Iranians will take to the streets to celebrate an ancient Iranian holiday, despite warnings by officials who are uncomfortable with this pre-Islamic holiday.
An Iranian woman jumps over a bonfire in southern Tehran on March 19, 2013 during the Wednesday Fire feast, or Chaharshanbeh Soori, held annually on the last Wednesday eve before the Spring holiday of Noruz. The Iranian new year that begins on March 20 coincides with the first day of spring during which locals revive the Zoroastrian celebration of lighting a fire and dancing around the flame. AFP PHOTO/BEHROUZ MEHRI        (Photo credit should read BEHROUZ MEHRI/AFP/Getty Images)

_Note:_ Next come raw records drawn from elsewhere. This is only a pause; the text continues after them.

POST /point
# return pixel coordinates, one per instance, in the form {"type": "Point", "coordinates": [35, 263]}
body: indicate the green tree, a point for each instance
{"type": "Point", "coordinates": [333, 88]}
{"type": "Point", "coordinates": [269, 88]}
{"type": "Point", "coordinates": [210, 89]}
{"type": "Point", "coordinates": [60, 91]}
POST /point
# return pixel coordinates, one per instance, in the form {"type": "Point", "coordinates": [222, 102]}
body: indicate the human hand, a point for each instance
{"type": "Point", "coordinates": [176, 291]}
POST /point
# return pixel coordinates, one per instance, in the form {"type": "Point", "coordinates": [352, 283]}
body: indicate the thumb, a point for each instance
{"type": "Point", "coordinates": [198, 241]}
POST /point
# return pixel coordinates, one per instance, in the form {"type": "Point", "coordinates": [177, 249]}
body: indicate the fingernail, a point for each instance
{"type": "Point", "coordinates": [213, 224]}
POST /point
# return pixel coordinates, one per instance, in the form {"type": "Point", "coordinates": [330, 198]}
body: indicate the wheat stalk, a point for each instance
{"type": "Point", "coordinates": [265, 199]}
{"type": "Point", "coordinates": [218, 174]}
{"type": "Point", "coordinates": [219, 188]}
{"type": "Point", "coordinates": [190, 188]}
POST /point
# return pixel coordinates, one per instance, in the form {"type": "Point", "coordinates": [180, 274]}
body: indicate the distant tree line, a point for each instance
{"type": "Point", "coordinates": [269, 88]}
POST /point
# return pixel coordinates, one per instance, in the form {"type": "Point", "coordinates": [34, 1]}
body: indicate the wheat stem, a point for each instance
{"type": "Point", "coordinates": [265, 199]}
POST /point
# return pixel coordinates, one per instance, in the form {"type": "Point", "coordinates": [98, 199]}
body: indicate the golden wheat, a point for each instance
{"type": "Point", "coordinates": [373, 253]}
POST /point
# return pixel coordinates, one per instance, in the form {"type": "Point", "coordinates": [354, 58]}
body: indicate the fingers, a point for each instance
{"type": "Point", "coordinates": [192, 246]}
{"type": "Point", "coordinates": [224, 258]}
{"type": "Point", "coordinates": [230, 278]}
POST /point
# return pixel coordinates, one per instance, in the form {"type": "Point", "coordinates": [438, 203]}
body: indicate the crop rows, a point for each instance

Once again, the ancient Iranian festival Chaharshanbe Suri, the eve of the last Wednesday before the Iranian new year, was preceded by strong warnings from police and high-ranking officials. But the early celebrations and sound of firecrackers over the last week or so in the streets of Tehran and other large cities indicate people's intention to keep the festival alive.

On March 1, Taghi Mehri, head of the Tehran police's Prevention Unit, announced a prohibition of marking Chaharshanbe Suri. "Just like past years, police will take legal actions against those who bother people or block main streets," he said.